A CPU performance test should always be done with the fastest GPUs you have available, and at a low resolution like 720p specifically to try and eliminate the GPU as a factor.
You might not have a Titan X, but that level of performance will be available for less than $1200 very soon with the release of the 1080 Ti (maybe $800), and likely around $400 later this year/early next, with the 1170.
Most people tend to hold onto CPUs far longer than GPUs, so that's why you need to eliminate the GPU as a factor in these tests.
Not only that, but you don't
have to be GPU-bottlenecked just because you're running something less than a Titan X.
If you choose appropriate settings for your GPU instead of always setting everything to Ultra, then you shouldn't be GPU-bottlenecked at all the majority of the time.
The pertinent question is really what frame rate a player is targeting.
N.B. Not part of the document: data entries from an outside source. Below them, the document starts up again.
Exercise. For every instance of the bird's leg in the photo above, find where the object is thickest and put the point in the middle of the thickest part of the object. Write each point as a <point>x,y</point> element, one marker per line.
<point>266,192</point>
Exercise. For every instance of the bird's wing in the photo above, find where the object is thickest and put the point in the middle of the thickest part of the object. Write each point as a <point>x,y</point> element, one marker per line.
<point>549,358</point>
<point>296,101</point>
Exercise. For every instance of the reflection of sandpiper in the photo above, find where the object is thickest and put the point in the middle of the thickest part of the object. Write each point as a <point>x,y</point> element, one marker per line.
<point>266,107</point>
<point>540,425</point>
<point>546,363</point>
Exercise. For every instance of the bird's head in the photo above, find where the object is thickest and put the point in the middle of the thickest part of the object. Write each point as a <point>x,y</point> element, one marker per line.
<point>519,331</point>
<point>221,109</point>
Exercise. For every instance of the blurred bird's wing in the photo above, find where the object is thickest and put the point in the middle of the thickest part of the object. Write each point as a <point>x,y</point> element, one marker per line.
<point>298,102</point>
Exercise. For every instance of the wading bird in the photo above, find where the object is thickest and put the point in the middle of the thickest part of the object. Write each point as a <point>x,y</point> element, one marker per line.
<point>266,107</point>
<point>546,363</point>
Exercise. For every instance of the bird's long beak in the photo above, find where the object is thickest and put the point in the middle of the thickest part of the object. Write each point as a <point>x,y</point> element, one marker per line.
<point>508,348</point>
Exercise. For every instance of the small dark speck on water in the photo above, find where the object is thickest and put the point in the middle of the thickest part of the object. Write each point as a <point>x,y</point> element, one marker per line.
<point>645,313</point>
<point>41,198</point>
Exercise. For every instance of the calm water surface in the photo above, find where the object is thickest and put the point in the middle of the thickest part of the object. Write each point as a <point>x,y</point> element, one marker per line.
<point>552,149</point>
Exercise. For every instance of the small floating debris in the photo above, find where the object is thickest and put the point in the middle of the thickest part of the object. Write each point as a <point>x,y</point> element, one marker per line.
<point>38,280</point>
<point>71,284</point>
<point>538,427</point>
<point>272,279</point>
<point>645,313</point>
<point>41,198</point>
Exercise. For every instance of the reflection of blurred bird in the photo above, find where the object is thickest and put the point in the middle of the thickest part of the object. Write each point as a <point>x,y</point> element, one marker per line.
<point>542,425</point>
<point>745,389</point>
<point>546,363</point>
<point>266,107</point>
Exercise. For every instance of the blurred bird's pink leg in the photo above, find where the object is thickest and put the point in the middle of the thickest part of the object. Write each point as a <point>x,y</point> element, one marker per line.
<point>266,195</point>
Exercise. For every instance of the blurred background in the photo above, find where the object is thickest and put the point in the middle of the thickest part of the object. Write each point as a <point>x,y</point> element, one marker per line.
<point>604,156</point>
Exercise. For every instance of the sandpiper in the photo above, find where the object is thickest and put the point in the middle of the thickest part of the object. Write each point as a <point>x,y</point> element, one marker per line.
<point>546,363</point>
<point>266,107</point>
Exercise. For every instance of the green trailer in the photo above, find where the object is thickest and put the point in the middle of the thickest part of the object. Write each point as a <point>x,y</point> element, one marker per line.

Anyone with a 60Hz monitor is very unlikely to see any difference between a 7700K and a significantly less powerful processor
That really isn't true any more.
Even targeting 60 FPS requires a very fast CPU in most new games. Practically everything I bought in 2016 was bottlenecked by my CPU.
And every time a game comes out which has high CPU requirements, you now have people complaining about how it's "unoptimized" or doesn't run well despite their GTX 1080 - paired with an older, slower CPU.
Part of the difference might be explained by different RAM bandwith, though. The Witcher 3 has shown that it scales pretty damn good with faster RAM.
Quite a few games do now - which is why I'm somewhat concerned about the highest-end ASUS board only listing 3200MHz DDR4, and boards from other manufacturers being ≤3000MHz.
Z270 boards support 4266MHz RAM now.